Over a 3-year period, the increase in total kidney volume in the tolvaptan group was 2.8% per year (95% confidence interval [CI], 2.5 to 3.1), versus 5.5% per year in the placebo group (95% CI, 5.1 to 6.0; P=0.001). The composite end point favored tolvaptan over placebo (44 vs. 50 events per 100 follow-up-years, P=0.01), with lower rates of worsening kidney function (2 vs. 5 events per 100 person-years of follow-up, P=0.001) and kidney pain (5 vs. 7 events per 100 person-years of follow-up, P=0.007). Tolvaptan was associated with a slower decline in kidney function (reciprocal of the serum creatinine level, -2.61 [mg per milliliter](-1) per year vs. -3.81 [mg per milliliter](-1) per year; P=0.001). There were fewer ADPKD-related adverse events in the tolvaptan group but more events related to aquaresis (excretion of electrolyte-free water) and hepatic adverse events unrelated to ADPKD, contributing to a higher discontinuation rate (23%, vs. 14% in the placebo group).
Side-note about the choice of change in kidney volume rather than change in GFR for the primary end-point: This was used because ADPKD is such a slowly progressive disease that investigators feared if a treatment was required to slow the change in GFR, it would be prohibitively expensive and slow to evaluate therapies. The change in kidney volume was adopted by the ADPKD research community as an acceptable intermediate end-point after observational imaging studies found a tight relationship between change in kidney volume and renal prognosis.
When I heard about the denial I figured the liver toxicity must have much more severe than I suspected. That turns out not to be the case. Bill Brazell (Bill is a former board member of the PKD Foundation and reader of PBFluids, who was at the FDA hearing) described the liver toxicity founding the TEMPO trial:
A small number of patients experienced potentially important elevations of liver enzymes (4.9 percent, compared to 1.2 percent of those who took a placebo), but the panel focused for hours on the simultaneous elevations in both liver-enzyme levels and bilirubin that occurred in just three patients out of the 860 who took the drug. In all three, the elevations occurred within 18 months. After those patients stopped taking tolvaptan, their levels returned to normal. No one suffered permanent damage
Certainly tolerable to my eyes, especially considering the health implications of dialysis and kidney transplant.

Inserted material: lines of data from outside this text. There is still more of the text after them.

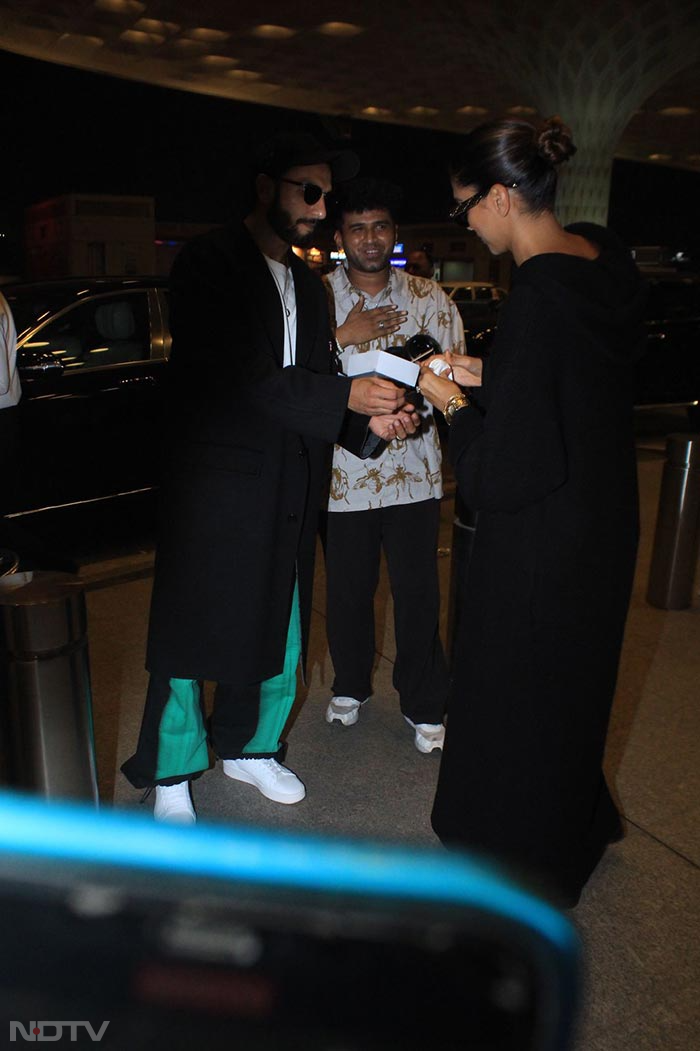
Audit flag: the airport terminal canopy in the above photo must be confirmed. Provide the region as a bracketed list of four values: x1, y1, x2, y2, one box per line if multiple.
[0, 0, 700, 221]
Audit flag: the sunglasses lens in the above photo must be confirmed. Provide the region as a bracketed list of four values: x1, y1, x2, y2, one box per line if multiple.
[304, 183, 324, 204]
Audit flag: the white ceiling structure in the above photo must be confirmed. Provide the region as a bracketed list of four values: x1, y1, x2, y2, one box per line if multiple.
[0, 0, 700, 171]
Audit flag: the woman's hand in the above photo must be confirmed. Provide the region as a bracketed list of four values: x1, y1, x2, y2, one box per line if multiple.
[369, 409, 420, 441]
[418, 366, 461, 412]
[420, 351, 483, 389]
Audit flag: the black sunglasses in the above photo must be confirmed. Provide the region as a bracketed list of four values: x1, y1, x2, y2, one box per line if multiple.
[449, 183, 518, 229]
[280, 176, 332, 204]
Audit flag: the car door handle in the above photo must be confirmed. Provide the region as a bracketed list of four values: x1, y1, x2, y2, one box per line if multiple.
[119, 376, 156, 387]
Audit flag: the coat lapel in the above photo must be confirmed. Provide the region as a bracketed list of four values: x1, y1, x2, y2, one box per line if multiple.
[291, 253, 317, 365]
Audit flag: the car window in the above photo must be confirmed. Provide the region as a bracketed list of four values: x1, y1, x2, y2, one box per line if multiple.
[646, 281, 700, 321]
[452, 288, 472, 303]
[474, 285, 492, 303]
[23, 292, 150, 370]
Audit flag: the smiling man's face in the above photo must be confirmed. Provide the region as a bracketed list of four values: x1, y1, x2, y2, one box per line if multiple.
[335, 208, 396, 273]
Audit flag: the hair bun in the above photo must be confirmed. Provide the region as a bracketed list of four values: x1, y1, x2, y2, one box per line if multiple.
[536, 117, 576, 168]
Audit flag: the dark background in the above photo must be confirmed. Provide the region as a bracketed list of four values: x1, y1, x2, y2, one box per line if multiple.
[0, 51, 700, 273]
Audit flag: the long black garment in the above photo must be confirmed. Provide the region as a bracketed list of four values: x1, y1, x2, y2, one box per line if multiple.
[433, 224, 644, 905]
[146, 225, 367, 685]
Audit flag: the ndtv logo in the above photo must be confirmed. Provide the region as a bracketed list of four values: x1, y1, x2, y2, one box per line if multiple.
[9, 1022, 109, 1044]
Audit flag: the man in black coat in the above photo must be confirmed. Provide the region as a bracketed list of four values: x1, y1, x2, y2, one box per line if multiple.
[122, 135, 417, 822]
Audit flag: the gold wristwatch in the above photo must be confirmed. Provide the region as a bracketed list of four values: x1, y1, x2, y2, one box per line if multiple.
[442, 392, 469, 427]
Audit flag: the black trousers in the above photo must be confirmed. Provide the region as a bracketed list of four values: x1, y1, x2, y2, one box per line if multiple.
[325, 499, 448, 723]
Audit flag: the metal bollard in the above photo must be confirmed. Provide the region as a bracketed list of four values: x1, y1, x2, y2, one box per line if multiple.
[646, 434, 700, 610]
[0, 571, 98, 805]
[447, 490, 477, 672]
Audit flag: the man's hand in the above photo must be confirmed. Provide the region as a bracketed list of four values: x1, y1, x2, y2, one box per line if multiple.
[445, 351, 483, 387]
[418, 367, 461, 412]
[420, 351, 483, 389]
[335, 295, 408, 348]
[348, 376, 406, 416]
[369, 411, 420, 441]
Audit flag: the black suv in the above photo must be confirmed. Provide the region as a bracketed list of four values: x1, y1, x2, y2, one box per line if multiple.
[466, 268, 700, 427]
[635, 270, 700, 426]
[2, 277, 170, 513]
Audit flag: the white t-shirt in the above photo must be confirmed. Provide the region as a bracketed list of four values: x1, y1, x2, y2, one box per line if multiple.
[265, 255, 296, 369]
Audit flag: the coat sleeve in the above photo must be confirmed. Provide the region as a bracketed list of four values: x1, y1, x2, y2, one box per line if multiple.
[449, 287, 568, 512]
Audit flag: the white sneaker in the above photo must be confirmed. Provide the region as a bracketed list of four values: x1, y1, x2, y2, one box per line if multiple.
[326, 697, 369, 726]
[153, 781, 197, 825]
[224, 759, 306, 803]
[404, 716, 445, 753]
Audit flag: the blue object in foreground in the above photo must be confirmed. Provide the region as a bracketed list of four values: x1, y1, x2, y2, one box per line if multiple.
[0, 794, 579, 1051]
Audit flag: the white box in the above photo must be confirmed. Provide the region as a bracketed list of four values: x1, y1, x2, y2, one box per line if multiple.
[344, 350, 420, 387]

The thing that frustrates me the most is that there are no other proven treatments. We have nothing to offer our patients that works, the only effective therapy was denied approval. Silly FDA what do they expect these patients to do?
I hope Otsuka stays the course, provides additional outcomes data so we can get this approved and I hope the FDA opens it’s eyes and begins to see that in the absence of perfect we should accept good.
The article I linked to by Bill Brazell is an excellent discussion of the same issue from a patient perspective. Read it.